Dyslexic children are present in both local and international schools in Hong Kong. Regardless of what language is the medium of instruction in a child’s school some important interventions to consider are as follows:

In general as much work as possible should be adjusted to the child’s rate, capacity and level and include plenty of opportunities for success. He or she should not be continually presented with work that is well above their ability to comprehend.  Teachers should keep things as structured as possible and focus on their achievements and efforts whenever possible. 

Small group and one to one teaching time are essential. Dyslexic children may also have attention problems so working in a smaller group or one to one usually minimizes distractions.


When a child is in the 6 to 10 year old range it is usually best to implement an intervention that focuses on development of basic phonics and word attack skills. This will help build the child’s reading vocabulary and increase fluency. Daily drill over a period of 3-9 months or longer is usually necessary and helpful. The intervention time can vary with the chronological and reading age of the child. Examples include “Toe by Toe” and some others that are available at the following website   www.linguisystems.com


Extra time to read directions, complete assignments, check written work and take tests should be considered. Completing work in a quiet area may also be helpful. Consider having peer helpers that can read directions to the child.


When teachers are probing knowledge of subject areas such as Geography or Science, they could consider letting the child demonstrate understanding by giving verbal answers and/or by using diagrams, charts, graphs or other forms of visual representation. If the child has to demonstrate mastery of concepts in writing it may not be reflective of what they really know.
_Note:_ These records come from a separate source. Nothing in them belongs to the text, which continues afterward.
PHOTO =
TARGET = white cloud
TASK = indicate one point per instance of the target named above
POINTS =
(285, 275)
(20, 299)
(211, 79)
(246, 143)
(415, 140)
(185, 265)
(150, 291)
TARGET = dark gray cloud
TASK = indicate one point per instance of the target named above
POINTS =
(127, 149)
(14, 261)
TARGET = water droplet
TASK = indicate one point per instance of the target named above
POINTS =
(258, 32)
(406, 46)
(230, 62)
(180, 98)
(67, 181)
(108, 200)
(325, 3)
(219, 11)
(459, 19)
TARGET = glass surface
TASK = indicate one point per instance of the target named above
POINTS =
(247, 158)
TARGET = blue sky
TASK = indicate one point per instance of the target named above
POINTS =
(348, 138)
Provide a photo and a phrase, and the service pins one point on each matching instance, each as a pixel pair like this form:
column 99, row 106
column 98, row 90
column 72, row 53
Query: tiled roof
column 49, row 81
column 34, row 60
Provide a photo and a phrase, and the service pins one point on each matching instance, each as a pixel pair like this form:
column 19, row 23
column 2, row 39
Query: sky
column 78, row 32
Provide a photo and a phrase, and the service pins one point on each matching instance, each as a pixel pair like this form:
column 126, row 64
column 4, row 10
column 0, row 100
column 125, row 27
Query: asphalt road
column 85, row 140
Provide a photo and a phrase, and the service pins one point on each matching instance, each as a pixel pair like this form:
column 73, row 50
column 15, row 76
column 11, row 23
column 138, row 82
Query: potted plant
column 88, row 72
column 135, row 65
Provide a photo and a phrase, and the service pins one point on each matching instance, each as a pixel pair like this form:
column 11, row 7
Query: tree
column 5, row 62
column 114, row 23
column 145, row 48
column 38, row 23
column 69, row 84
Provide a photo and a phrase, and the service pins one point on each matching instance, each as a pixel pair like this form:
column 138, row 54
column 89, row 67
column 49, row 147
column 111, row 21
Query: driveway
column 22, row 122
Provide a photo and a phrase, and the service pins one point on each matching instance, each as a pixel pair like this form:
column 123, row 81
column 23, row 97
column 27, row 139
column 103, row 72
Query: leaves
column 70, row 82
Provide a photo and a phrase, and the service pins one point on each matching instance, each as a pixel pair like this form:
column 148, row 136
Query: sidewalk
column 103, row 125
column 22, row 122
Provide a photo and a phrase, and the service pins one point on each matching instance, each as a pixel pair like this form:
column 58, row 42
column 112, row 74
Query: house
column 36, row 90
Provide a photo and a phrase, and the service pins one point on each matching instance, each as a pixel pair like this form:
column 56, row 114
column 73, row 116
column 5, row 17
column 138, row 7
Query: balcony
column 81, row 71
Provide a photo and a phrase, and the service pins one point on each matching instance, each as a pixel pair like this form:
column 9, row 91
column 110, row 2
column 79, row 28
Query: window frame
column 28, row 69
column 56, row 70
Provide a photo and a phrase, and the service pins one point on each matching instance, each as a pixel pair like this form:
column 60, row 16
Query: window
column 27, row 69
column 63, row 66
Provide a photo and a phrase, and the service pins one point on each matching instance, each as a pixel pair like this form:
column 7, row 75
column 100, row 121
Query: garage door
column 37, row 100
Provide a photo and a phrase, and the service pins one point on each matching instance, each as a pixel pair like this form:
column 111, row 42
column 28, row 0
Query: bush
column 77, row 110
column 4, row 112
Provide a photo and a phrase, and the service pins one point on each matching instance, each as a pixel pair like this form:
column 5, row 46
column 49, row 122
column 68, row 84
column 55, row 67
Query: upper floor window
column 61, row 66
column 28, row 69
Parents and teachers should encourage the child to develop keyboarding skills. In the long term it will likely be easier for him/her to produce written material on a computer. Utilization of a laptop computer in the classroom on a more regular basis should be considered in the upper years of primary and into secondary school.


Read to the child on a regular basis and ask questions about the content as well as having them read words or parts of  passages to assist with development of comprehension skills.  Make weekly trips to the library part of your regular routine and let the child self select reading materials in areas in which they take an interest.